Figure 3: Qualitative comparison: Triplane-based policy executes robust navigation around obstacles in closed-loop simulation, outperforming the DINOv2 patch-based model.

Inference Scaling and Resolution/Cam Count Agnosticism: Profiling demonstrates that the triplane framework permits scaling context lengths, number of cameras, and image resolution without increasing token sequence lengths, thus enabling real-time inference with large (7B+) backbones under realistic AV deployment constraints (see (Figure 4)).

(Figure 4)

Figure 4: Inference latency scales sublinearly with both number of cameras and context frames for triplane tokenization; baseline methods exhibit prohibitive scaling.
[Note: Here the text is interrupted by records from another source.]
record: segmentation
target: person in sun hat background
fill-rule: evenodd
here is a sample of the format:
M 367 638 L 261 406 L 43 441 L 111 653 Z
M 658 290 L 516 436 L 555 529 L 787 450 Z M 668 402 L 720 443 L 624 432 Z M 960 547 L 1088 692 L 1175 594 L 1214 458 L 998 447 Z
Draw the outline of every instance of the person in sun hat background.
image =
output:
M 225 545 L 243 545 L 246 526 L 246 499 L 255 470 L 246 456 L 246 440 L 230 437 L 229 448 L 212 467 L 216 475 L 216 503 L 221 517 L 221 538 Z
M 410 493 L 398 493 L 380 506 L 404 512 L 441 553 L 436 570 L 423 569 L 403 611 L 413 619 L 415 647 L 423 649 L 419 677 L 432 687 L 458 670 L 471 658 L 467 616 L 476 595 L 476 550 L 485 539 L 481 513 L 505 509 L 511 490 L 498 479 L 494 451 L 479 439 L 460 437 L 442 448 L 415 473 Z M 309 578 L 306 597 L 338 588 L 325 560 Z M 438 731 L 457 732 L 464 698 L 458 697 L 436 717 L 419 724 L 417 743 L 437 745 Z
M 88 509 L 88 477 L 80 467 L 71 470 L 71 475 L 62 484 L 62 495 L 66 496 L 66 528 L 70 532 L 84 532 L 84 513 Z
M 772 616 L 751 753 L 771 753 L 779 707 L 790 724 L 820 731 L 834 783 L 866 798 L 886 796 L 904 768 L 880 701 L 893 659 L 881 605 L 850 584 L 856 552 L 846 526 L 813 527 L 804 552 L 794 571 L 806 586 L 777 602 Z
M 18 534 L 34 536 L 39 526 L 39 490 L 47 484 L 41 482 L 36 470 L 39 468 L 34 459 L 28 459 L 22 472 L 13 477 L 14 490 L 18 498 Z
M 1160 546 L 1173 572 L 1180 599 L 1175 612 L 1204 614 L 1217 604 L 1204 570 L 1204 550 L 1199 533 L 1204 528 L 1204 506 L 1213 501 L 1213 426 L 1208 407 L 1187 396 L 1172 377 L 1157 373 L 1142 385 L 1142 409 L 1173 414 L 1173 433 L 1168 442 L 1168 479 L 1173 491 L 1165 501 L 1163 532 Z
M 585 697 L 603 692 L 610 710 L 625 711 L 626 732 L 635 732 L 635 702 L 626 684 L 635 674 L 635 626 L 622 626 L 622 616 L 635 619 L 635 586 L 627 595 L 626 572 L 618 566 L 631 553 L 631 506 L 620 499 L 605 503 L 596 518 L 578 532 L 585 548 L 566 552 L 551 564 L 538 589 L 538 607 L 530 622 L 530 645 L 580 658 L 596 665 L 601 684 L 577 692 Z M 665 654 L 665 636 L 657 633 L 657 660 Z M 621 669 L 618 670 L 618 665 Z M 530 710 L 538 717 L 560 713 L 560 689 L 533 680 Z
Implications and Future Directions

The geometry-aware, agnostic nature of triplane tokenization fundamentally addresses the quadratic resource scaling inherent to traditional visual tokenization regimes. This unlocks practical deployment of AR Transformer-based policies with larger models, longer sensory histories, and robust generalization across heterogeneous multi-camera setups—all without retraining.

From a theoretical perspective, this work encourages a shift toward 3D-anchored perceptual abstractions in embodied AI, highlighting the importance of inductive biases aligned with the physical environment. Practically, the reduction in inference time and tokens translates to lower energy consumption, higher throughput, and increased safety in next-generation AV stacks.

Several forward-looking initiatives are apparent:

• Incorporation of temporal modeling within the triplane representation to better capture dynamic scene evolution.
• Exploration of compressive methods for further memory reduction (e.g., hierarchical triplane architectures, adaptive quantization).
• Integration of auxiliary signals (depth, semantics) for additional supervision, as preliminary results demonstrate compatibility with multi-task objectives.
• Extensive real-world hardware deployment and benchmarking, leveraging hardware-optimized runtimes.

Conclusion

The presented triplane-based tokenization framework constitutes a scalable, efficient, and geometrically consistent approach for multi-camera sensor data abstraction in end-to-end AV policy stacks. Empirical evidence supports substantial improvements in token efficiency, end-to-end inference time, and driving performance over leading alternatives, without sacrificing generality or extensibility. The paradigm is positioned to facilitate the next stage of AR Transformer adoption in resource-constrained, safety-critical autonomous systems.